It's the verb of creation, and John's Gospel sings out the proclamation that YHWH's creation is Jesus' creation and YHWH is still in the business of making new things.
Furthermore, forms of that same verb, ginomai, are usually employed in prophetic books when the author says, "And the word of YHWH came to me." Ezekiel 38:1 is an excellent example of this. If it isn't stretching the notion too far, when the author tells us that the word of YWHW has arrived, it implies a creative arrival, a new word picture is about to be painted, a new vision cast.
Another intriguing parallel needs to be added here. John's Gospel begins like this: "In the beginning was the word" (en arche ein ho logos). It's the same word that came to the prophets, and the same word that spoke creation into being. The creative word of YHWH, that which breathed life into the cosmos and appeared with prophetic visions of hope -- that word (logos) was Jesus.
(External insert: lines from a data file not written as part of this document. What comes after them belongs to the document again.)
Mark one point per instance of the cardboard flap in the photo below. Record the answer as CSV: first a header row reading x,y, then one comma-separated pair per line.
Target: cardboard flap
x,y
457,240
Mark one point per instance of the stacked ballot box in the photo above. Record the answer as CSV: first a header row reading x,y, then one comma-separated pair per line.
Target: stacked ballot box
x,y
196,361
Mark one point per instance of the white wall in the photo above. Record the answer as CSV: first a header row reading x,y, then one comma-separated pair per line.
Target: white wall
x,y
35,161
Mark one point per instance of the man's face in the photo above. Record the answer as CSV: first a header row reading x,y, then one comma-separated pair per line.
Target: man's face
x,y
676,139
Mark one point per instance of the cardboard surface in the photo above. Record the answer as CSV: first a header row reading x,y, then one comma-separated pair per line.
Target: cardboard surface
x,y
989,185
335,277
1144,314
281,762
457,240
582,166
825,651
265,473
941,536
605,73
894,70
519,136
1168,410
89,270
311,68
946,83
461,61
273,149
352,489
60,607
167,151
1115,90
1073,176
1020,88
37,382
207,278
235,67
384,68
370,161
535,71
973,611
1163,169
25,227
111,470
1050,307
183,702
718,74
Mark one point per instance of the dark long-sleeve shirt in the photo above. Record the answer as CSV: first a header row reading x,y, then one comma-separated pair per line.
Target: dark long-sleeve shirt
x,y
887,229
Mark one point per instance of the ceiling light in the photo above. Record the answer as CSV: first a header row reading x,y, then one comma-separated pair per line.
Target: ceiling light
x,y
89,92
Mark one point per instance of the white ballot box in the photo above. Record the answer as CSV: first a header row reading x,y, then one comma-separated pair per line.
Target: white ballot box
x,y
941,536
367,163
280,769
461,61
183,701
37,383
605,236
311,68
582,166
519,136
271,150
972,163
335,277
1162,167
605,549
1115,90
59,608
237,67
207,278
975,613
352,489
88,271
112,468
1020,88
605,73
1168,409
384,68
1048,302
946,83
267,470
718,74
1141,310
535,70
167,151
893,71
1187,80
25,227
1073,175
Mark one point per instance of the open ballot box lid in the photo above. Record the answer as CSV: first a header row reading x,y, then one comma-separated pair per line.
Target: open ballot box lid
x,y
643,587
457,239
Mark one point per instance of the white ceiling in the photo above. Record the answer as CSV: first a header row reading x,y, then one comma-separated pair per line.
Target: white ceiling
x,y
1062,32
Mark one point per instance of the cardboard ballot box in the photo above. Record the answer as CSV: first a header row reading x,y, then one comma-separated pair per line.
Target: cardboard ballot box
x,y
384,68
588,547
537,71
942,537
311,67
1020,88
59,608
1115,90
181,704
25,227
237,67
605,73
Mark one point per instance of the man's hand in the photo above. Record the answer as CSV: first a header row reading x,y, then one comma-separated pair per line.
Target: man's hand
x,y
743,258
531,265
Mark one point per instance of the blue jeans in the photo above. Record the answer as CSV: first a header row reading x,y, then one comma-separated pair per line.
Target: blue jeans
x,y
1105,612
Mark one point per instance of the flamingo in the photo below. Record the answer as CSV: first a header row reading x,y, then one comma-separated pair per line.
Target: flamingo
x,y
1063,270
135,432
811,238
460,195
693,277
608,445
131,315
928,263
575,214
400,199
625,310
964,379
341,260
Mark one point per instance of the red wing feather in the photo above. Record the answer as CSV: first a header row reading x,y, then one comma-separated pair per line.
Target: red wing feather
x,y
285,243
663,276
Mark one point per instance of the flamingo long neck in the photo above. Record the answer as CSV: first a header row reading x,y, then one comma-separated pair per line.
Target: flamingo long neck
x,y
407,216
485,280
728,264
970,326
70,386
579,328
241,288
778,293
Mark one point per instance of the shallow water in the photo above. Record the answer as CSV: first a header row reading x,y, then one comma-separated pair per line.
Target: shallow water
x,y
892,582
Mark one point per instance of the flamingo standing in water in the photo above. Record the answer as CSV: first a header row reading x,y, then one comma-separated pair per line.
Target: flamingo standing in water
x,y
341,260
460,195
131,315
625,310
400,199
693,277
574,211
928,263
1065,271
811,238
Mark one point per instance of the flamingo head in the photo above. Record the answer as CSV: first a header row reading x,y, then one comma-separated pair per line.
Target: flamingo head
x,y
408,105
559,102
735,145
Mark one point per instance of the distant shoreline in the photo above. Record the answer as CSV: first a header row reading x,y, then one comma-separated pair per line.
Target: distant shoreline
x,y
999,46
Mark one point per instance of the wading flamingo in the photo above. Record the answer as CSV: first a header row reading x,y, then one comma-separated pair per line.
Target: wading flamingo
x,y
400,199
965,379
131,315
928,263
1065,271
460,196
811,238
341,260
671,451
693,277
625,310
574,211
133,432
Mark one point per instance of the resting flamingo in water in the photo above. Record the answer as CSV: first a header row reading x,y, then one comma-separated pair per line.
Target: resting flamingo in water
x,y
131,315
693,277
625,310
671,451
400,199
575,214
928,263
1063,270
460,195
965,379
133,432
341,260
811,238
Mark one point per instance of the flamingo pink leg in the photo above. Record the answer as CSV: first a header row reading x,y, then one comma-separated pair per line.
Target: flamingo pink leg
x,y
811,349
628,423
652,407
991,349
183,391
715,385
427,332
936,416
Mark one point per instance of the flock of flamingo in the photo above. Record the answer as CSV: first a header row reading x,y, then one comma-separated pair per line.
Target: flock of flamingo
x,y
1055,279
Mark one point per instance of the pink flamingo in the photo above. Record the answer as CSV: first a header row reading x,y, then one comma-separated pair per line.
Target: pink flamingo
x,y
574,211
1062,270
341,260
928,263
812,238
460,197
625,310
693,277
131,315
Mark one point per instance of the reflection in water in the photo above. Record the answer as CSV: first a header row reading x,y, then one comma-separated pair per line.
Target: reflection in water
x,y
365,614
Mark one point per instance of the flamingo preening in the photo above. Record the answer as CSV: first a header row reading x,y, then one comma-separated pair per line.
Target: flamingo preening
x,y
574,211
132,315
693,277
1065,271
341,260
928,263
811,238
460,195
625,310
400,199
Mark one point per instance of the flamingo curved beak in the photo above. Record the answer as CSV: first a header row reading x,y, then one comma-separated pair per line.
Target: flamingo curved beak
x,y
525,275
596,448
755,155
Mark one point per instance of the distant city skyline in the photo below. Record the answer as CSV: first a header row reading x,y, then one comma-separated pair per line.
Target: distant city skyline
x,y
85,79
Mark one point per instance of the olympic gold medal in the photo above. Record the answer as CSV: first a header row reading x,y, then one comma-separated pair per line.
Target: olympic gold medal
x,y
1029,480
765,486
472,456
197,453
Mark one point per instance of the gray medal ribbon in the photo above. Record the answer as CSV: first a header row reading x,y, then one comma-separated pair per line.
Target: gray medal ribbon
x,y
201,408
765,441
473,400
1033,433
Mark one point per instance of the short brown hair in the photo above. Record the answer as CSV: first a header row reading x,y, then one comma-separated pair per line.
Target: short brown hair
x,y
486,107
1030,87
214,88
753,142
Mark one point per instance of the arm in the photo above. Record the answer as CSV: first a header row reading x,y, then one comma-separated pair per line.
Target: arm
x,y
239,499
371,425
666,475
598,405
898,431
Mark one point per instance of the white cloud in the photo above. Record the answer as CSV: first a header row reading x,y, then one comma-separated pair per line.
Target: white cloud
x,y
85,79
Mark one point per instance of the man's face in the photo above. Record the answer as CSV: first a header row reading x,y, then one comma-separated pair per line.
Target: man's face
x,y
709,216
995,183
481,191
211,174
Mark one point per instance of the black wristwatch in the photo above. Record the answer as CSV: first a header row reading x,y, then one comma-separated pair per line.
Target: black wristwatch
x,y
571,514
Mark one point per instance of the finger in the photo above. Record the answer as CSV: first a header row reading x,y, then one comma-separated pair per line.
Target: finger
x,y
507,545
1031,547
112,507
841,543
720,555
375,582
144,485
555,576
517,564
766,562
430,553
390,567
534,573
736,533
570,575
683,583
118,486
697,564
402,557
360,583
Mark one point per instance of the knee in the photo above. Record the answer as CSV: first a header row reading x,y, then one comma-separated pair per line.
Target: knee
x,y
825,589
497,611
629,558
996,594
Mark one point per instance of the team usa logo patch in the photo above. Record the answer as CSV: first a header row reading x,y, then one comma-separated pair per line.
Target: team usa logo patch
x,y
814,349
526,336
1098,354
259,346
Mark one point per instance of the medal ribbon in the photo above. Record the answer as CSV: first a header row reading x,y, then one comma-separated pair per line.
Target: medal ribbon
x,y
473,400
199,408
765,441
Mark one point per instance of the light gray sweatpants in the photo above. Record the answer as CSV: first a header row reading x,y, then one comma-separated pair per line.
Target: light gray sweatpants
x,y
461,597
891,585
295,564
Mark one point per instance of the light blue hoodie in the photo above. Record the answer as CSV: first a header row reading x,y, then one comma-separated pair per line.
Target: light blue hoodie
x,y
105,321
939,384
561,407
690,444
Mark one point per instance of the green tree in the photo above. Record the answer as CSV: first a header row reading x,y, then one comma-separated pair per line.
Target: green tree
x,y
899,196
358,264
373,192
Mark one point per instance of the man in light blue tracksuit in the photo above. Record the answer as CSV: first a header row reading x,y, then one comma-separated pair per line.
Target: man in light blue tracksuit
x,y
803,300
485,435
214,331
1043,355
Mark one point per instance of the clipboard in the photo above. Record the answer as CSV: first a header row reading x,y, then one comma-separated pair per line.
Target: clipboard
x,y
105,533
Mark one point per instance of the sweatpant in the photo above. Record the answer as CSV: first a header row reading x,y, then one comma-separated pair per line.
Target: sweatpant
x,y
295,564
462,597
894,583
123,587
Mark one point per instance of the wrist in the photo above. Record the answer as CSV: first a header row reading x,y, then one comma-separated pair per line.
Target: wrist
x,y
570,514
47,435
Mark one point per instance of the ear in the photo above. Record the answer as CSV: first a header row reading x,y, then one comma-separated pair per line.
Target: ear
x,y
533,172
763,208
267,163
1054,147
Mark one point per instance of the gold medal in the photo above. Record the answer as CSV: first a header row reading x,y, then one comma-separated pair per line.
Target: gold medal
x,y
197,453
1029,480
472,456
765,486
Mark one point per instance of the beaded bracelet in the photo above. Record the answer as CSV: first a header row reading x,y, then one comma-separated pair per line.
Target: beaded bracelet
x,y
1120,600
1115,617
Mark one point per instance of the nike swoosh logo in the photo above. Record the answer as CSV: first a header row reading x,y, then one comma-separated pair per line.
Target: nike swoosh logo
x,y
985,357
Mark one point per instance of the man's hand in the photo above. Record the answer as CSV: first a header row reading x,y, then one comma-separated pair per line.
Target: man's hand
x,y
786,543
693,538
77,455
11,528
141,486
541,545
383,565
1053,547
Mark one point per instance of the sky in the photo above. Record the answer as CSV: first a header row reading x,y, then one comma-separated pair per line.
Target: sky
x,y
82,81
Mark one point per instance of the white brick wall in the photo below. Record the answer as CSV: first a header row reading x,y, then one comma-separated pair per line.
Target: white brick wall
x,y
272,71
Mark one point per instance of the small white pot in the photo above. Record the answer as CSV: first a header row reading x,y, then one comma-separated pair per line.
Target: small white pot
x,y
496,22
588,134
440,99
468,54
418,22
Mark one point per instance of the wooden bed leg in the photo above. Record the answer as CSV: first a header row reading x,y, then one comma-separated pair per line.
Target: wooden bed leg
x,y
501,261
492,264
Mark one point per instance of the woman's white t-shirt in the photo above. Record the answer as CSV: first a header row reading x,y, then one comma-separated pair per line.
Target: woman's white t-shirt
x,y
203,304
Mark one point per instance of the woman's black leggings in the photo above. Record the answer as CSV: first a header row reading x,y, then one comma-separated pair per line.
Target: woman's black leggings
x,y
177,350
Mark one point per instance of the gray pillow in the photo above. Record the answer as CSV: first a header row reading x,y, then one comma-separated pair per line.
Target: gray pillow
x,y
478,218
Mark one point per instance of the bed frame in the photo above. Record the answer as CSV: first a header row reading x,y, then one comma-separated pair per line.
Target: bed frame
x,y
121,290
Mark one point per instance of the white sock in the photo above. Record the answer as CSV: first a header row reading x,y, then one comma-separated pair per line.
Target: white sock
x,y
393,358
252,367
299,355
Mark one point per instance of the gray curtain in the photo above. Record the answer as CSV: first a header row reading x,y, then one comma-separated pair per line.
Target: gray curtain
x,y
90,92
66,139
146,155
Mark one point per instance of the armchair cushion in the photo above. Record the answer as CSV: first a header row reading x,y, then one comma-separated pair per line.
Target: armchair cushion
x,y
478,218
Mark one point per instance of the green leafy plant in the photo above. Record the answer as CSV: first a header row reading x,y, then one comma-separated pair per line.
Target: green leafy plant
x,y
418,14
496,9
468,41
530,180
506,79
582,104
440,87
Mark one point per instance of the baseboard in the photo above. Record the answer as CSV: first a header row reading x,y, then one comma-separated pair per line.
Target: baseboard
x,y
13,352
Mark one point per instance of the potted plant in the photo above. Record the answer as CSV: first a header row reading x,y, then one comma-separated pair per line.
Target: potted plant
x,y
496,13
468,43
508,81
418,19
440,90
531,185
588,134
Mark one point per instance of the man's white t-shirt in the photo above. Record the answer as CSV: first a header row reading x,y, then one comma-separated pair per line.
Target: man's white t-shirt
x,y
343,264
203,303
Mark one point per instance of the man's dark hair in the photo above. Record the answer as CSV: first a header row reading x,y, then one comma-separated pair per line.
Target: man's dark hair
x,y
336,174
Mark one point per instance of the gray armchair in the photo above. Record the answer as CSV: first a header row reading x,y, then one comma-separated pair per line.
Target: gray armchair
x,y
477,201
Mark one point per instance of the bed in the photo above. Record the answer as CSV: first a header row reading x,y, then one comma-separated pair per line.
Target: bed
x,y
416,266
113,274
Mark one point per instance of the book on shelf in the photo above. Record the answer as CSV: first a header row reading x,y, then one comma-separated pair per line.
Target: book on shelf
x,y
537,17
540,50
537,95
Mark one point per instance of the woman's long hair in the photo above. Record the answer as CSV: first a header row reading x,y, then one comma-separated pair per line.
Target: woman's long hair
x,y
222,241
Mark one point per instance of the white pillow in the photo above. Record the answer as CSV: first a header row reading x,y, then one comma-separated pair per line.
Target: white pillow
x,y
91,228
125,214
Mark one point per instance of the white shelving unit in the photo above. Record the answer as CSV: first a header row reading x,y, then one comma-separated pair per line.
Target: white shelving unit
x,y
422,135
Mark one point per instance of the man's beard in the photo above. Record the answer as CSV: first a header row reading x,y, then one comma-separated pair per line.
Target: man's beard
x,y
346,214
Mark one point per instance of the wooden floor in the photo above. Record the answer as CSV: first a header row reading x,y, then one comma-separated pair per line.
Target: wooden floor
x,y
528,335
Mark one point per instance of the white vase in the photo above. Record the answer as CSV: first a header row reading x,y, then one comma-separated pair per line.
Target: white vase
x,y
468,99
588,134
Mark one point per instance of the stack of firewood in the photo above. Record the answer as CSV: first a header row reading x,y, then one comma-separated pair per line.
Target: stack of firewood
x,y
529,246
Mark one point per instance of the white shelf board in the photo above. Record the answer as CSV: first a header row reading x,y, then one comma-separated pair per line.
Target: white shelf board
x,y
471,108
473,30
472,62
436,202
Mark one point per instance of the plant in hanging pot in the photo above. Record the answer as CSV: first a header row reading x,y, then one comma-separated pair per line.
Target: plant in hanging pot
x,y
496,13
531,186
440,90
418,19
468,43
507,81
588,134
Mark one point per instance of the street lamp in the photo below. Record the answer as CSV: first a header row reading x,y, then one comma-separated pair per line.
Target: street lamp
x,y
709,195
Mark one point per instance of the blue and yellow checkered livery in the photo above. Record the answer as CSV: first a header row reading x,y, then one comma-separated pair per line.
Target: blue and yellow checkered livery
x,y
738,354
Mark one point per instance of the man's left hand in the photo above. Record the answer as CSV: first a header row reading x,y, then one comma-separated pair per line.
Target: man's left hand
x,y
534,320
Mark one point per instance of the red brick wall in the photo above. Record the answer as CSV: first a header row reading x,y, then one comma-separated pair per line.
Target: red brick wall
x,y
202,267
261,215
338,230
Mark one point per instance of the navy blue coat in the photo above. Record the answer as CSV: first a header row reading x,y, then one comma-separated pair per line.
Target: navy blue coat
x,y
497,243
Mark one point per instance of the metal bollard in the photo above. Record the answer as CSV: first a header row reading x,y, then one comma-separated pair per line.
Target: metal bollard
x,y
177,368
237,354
People often say that John was written primarily for the Greeks, because he was drawing on the Pre-Socratic and Platonic idea of the "underlying logos" of all things. But it seems to me that he was singing polyphonically, in one octave to the Jews and another to the Greeks. The Jews were not strangers to YHWH's logos ("word"), nor were they strangers to the idea of egeneto ("came to be")-- the coming into being of the cosmos in the case of Genesis and prophesy and vision through God's logos in the case of the prophets.
John is introducing the Creator of the world once again. He's saying, "Look, Jesus created the stars and the earth and it was Jesus who separated the land from the seas! And now he's here, setting up, creating again!"
One last thought. The same verb is used in 2 Corinthians 5:21: "For our sake he made him to be sin who knew no sin, so that in him we might become the righteousness of God." A new creation has already happened if you're a believer. And since the Greek verb is in the present tense here, it implies a process of creation. God isn't done with us.